I fired back at her and rolled an eleven– just enough to get through my own sand clouds. Her hull was hit and her ship depressurized… and then her ship stopped firing and accelerating.

What do you do then? Do you go back and salvage her ship and make millions…? Or was this a ruse to get us to stop fleeing…? No idea!

At any rate, a lucky hit on a computer or maneuver drive would have changed everything. That makes every damage roll in these exchanges a major event. But it’s really hard to score a hit. The distances are long. (We were 1600 mm apart at the end– 160,000 kilometers distant. That’s more than half way to the moon!)

Most importantly, the combat took two hours of game time.

That would never work for a movie. Ships lashing out at each other at distances where they can’t see each other for hours on end…? No, that’s crazy. But in a role-playing game…? That leaves plenty of time to role-play negotiations over comms, time for player characters to attempt damage control, and time for everyone to come up with crazy ideas that are just outside the scope of the rules.

Most importantly, the odds a player character’s ship simply blowing up are not that good. That’s a really good thing where such an event would result in an hour or two of unplanned character generation!

 

8 Comments
  • Terry Sanders says:

    Like the grand space battle in Alan Dean Foster’s *GLORY LANE, where the Admiral told his computers what he was trying to do–and then everyone retired to the Battle Lounge and socialized. Several hours later they were told the outcome of the battle and surrendered.

    No shots fired. They hadn’t gotten to weapons range yet, but the computers knew *exactly* what would happen when they did–in another day or two. And there was no longer enough delta-vee, etc., to make a significant change.
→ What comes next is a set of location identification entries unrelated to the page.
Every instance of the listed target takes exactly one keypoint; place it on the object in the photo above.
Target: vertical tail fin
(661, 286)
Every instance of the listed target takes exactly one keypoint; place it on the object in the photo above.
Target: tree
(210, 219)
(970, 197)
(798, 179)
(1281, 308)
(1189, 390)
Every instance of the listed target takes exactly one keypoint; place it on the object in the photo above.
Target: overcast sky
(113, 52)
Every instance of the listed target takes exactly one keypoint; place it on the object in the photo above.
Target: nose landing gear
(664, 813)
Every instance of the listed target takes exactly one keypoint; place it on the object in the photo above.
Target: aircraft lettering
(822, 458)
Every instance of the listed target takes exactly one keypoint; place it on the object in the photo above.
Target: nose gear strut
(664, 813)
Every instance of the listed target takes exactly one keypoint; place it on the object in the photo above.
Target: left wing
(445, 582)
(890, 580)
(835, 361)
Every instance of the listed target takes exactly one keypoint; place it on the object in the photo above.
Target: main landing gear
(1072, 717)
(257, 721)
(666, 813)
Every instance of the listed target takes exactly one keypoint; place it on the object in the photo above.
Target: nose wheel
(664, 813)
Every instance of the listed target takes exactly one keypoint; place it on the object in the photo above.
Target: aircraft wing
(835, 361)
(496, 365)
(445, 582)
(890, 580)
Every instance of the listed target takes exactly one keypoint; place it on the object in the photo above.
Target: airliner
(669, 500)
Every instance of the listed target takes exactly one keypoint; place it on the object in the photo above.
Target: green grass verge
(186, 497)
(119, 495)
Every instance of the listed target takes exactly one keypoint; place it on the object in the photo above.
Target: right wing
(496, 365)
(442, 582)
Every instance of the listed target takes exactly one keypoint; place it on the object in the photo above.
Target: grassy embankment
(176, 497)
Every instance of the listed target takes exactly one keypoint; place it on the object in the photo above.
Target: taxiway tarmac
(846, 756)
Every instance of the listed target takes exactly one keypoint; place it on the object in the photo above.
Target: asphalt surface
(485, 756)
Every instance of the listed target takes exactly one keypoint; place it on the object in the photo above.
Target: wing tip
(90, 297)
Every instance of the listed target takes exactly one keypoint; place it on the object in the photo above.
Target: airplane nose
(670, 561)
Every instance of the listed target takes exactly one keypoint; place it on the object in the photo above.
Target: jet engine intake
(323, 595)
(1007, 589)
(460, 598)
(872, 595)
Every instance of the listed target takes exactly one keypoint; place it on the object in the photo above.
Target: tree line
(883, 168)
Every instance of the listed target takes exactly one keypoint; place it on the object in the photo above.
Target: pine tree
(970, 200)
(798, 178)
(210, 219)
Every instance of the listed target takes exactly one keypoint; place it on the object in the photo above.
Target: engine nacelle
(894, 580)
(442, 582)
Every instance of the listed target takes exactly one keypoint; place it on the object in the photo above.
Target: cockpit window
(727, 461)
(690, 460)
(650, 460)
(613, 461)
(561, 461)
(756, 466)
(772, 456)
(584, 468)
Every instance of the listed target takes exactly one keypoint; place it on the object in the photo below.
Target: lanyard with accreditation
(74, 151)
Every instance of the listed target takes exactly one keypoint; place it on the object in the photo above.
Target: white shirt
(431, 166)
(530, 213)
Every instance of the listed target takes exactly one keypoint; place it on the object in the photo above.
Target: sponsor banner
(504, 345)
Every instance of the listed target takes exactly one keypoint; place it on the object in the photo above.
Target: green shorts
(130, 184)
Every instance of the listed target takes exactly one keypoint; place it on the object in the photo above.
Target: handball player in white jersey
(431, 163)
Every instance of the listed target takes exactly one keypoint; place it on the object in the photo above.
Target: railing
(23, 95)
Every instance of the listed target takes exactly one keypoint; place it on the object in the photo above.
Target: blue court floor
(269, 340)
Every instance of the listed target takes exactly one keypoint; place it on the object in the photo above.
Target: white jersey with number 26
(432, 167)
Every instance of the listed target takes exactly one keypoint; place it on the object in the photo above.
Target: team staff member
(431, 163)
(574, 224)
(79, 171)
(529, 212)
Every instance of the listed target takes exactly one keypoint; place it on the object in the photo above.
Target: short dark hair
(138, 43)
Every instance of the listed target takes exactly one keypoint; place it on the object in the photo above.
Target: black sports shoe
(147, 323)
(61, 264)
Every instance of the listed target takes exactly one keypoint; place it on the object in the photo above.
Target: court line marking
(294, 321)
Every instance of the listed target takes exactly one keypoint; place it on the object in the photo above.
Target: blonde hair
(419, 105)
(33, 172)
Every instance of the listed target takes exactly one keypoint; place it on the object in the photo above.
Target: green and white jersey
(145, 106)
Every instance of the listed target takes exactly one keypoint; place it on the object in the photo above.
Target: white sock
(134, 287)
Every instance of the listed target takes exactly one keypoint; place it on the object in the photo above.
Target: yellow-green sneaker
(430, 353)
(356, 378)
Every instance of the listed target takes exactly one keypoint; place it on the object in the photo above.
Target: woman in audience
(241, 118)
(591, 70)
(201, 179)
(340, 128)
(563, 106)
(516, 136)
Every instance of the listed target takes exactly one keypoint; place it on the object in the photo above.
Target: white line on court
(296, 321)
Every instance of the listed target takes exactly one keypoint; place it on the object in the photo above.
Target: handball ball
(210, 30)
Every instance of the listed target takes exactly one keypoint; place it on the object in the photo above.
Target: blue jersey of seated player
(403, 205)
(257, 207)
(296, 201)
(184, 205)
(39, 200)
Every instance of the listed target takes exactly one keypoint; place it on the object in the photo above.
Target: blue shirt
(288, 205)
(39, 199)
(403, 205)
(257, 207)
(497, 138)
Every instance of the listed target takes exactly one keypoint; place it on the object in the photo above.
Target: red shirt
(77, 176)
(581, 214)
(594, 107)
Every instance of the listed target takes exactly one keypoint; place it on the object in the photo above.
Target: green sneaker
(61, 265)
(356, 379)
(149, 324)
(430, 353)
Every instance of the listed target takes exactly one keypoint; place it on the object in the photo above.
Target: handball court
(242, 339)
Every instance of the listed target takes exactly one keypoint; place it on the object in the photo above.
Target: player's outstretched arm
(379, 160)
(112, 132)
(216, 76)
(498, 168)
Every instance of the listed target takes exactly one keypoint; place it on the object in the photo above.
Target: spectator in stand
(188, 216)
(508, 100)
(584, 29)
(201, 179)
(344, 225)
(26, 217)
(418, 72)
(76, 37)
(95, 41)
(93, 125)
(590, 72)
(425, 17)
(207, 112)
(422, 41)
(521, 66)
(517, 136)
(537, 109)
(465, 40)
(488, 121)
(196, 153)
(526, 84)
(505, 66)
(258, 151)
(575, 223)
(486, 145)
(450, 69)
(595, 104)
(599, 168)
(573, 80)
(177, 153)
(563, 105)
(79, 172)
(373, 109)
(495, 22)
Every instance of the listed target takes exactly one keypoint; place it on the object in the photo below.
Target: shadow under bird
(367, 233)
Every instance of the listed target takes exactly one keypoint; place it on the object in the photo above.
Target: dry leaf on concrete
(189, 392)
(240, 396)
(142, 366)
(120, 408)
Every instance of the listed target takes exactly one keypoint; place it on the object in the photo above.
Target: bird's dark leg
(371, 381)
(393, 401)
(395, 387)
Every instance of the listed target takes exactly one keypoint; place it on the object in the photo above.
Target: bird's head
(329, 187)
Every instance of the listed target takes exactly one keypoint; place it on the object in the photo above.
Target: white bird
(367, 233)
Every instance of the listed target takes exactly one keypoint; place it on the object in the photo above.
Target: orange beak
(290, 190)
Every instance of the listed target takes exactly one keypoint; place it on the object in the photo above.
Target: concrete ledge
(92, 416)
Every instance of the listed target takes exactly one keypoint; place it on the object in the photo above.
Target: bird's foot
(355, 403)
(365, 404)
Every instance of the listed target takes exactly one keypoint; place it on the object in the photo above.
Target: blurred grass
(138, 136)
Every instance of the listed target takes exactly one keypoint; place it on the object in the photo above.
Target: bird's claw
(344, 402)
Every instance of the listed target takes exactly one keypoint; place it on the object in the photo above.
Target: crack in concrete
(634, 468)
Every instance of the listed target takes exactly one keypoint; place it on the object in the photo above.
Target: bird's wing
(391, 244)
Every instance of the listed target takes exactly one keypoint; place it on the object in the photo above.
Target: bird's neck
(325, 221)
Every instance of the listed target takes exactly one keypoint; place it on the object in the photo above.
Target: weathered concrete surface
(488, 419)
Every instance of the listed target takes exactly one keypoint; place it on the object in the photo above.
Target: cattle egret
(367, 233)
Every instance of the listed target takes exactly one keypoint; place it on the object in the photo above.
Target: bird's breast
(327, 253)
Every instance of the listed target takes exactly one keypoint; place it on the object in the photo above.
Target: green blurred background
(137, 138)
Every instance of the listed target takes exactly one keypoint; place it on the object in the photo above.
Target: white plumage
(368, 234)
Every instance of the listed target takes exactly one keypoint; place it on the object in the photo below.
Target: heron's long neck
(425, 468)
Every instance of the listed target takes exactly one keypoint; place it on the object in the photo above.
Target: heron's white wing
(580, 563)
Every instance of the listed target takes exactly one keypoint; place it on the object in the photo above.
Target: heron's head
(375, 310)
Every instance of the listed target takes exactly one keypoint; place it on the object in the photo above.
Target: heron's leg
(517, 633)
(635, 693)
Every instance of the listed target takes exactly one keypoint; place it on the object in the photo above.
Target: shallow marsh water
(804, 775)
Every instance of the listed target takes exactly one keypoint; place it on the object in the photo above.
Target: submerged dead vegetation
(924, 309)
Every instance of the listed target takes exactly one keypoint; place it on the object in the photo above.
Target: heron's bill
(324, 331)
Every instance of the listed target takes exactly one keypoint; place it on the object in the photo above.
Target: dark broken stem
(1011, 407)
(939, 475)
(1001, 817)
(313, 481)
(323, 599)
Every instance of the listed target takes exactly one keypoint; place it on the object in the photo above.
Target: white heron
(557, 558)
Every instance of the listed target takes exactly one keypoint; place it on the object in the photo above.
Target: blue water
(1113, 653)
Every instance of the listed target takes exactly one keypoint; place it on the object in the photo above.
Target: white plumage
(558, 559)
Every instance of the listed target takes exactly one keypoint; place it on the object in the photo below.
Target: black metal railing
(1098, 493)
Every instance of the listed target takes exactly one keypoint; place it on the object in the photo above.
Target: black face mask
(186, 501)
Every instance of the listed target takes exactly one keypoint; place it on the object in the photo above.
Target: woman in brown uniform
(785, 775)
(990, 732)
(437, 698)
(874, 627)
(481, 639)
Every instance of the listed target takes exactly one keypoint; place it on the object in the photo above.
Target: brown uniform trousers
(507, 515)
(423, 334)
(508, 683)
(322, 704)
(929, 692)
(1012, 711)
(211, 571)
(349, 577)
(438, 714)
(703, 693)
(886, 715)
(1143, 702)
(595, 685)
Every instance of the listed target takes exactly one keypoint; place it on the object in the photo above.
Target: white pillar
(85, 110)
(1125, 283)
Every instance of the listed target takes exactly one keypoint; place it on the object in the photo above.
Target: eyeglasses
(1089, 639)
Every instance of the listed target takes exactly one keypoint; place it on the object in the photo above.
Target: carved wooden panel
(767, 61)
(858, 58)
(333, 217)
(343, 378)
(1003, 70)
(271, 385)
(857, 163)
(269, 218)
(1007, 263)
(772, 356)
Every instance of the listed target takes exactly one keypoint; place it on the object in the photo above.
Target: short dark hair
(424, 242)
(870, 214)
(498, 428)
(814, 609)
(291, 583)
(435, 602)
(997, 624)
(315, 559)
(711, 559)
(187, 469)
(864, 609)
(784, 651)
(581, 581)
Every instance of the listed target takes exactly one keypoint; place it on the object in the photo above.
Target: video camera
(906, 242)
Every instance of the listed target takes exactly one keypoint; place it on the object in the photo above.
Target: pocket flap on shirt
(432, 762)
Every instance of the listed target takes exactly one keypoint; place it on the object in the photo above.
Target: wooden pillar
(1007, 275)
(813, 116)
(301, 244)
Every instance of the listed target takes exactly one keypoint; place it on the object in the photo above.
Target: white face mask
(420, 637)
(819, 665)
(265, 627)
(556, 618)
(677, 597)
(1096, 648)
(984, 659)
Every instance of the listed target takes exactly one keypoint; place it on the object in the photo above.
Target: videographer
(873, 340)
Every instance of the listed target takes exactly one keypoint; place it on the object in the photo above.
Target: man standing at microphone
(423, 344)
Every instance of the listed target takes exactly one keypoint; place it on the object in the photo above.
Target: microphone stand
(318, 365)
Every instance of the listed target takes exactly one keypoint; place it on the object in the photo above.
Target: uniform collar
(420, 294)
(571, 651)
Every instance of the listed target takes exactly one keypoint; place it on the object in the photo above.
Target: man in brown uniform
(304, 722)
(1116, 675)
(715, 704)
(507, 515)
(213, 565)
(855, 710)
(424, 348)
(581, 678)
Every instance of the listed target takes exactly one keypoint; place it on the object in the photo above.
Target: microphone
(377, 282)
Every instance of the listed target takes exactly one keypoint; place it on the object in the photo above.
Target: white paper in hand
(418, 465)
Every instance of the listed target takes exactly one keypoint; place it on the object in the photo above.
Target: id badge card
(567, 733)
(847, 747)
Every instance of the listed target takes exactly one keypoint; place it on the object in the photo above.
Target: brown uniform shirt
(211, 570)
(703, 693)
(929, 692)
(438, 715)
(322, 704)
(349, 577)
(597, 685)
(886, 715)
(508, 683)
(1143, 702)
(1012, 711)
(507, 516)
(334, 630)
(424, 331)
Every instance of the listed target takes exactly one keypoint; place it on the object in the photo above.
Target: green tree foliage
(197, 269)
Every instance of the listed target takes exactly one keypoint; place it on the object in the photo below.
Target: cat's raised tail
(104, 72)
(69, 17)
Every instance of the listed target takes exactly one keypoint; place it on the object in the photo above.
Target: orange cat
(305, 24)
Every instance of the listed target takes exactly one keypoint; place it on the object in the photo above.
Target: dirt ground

So why waste the equipment?

  • John E. Boyle says:

    Sounds like those 1st edition rules did a good job of ratcheting up the suspense.

    • Terry Sanders says:

      Like he said, I’d hate to try and make a movie of it, but it could make for fascinating roleplay.

      What it really reminds me of is the confrontation scene with the villainess in THE VOR GAME. The whole “battle” is an argument over the radio–with lightspeed lag making it even more glacial. But suspense is never in short supply…

  • Brian Renninger says:

    I think I started too close together though. It should have been farther apart given that you did the unexpected but, the rules gave no guidance on how to determine starting range. Though the value I chose was because I’d missed where the ranges were. With medium range starting at 25 a better starting range would have been 10-15. Also, would have avoided some of the wonkiness that happens at close range as speed builds up.

  • JonM says:

    Two hours for a single combat? Are you sure you aren’t playing Third Edition D&D?

    I keed, I keed. This sounds like a lot more fun than waiting twenty minutes for your turn to come up in initiative order while everybody else hems and haws over a square grid looking for the perfect combo.